Conclusions du Comité pour l'élimination
de la discrimination raciale

Liban

1. Au cours de ses 1258ème et 1259ème séances, tenues les 10 et 11 mars 1998, le Comité pour l'élimination de la discrimination raciale a examiné les sixième, septième, huitième, neuvième, dixième, onzième, douzième et treizième rapports périodiques du Liban (CERD/C/298/Add.2). A sa 1271ème séance, le 19 mars 1998, il a adopté les conclusions ci-après.


A. Introduction

2. Le Comité se félicite de ce que le Liban ait présenté son rapport, après une longue interruption du dialogue entre le Comité et l'Etat partie. Le Comité apprécie la qualité et la franchise du rapport, qui est conforme aux principes directeurs unifiés. Il apprécie également les renseignements supplémentaires fournis oralement par la délégation libanaise.

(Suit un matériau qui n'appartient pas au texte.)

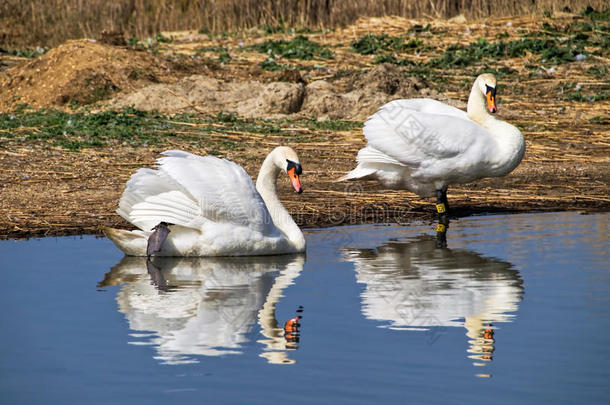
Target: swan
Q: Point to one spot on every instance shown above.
(423, 145)
(192, 205)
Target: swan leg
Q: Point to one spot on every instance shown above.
(441, 231)
(156, 275)
(156, 239)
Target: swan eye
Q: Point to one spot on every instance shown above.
(490, 89)
(490, 93)
(293, 165)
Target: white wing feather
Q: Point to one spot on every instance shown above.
(190, 190)
(416, 130)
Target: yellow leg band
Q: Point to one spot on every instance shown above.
(440, 208)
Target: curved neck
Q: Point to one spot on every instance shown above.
(266, 186)
(510, 145)
(477, 109)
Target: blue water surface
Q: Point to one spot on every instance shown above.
(516, 309)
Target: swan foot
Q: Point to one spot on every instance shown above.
(156, 239)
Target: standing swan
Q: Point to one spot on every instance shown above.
(204, 206)
(423, 145)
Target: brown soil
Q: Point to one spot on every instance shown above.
(49, 191)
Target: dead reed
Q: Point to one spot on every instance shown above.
(51, 22)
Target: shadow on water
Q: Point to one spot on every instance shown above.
(417, 285)
(187, 307)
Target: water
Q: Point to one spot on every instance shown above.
(515, 310)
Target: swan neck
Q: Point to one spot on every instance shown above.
(477, 109)
(266, 186)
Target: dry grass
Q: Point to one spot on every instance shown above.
(51, 22)
(47, 190)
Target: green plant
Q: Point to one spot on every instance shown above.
(297, 48)
(372, 44)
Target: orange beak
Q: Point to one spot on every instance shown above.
(491, 102)
(294, 179)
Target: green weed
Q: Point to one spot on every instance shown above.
(297, 48)
(371, 44)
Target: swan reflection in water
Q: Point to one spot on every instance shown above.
(188, 307)
(414, 285)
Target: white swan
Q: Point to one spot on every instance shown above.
(210, 207)
(423, 145)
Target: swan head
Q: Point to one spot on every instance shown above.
(286, 159)
(487, 85)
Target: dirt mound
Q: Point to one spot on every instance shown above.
(80, 71)
(364, 94)
(320, 99)
(199, 93)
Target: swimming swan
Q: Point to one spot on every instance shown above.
(423, 145)
(206, 206)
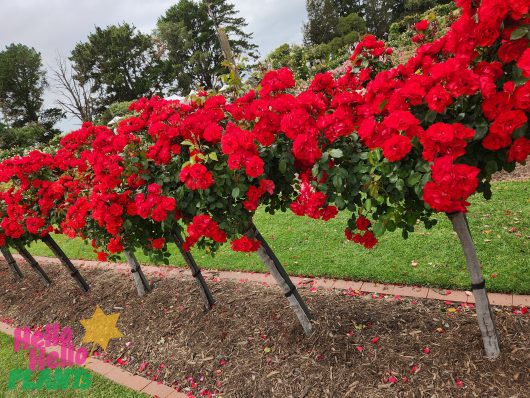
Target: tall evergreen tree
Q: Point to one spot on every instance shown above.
(189, 32)
(321, 26)
(379, 15)
(22, 84)
(121, 62)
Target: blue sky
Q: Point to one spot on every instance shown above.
(53, 27)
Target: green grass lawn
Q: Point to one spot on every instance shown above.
(501, 228)
(100, 388)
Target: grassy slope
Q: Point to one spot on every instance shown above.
(316, 248)
(101, 387)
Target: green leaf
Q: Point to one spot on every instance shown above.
(336, 153)
(430, 116)
(337, 181)
(282, 166)
(519, 33)
(341, 204)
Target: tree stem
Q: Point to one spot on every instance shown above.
(58, 252)
(142, 285)
(195, 271)
(13, 266)
(277, 271)
(485, 316)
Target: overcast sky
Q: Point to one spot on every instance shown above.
(54, 26)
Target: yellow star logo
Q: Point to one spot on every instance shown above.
(101, 328)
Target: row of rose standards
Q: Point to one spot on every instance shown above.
(390, 145)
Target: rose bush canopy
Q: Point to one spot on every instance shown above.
(391, 145)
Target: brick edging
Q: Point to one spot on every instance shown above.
(499, 299)
(115, 373)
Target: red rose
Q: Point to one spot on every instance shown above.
(158, 244)
(519, 150)
(522, 97)
(369, 240)
(511, 50)
(422, 25)
(418, 38)
(254, 166)
(396, 148)
(438, 99)
(196, 177)
(524, 63)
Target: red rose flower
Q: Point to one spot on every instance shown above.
(524, 63)
(158, 244)
(519, 150)
(196, 177)
(422, 25)
(396, 148)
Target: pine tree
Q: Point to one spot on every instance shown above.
(22, 84)
(188, 31)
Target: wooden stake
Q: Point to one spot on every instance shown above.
(277, 271)
(33, 264)
(142, 285)
(195, 271)
(74, 272)
(227, 51)
(13, 266)
(486, 320)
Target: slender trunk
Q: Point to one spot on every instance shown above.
(74, 272)
(486, 320)
(142, 285)
(277, 271)
(13, 266)
(195, 271)
(33, 264)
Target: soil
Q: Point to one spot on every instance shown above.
(250, 344)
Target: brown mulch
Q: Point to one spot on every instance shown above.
(521, 173)
(250, 344)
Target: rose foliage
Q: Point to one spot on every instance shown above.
(389, 144)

B. Facteurs et difficultés entravant la mise en oeuvre de la Convention

3. Le Comité note les graves difficultés auxquelles doit faire face le Liban en conséquence de près de 20 ans de guerre et d'intervention étrangère, qui ont causé de toute part des destructions. Il prend note également des difficultés provoquées par le fait que le Liban accueille un grand nombre de réfugiés depuis plusieurs décennies.


C. Aspects positifs

4. Le Comité se félicite de la reprise du dialogue avec l'Etat partie après 17 années pendant lesquelles le Liban a dû subir les traumatismes d'une guerre civile, de deux invasions militaires et de l'occupation ultérieure d'une partie de son territoire dans le sud.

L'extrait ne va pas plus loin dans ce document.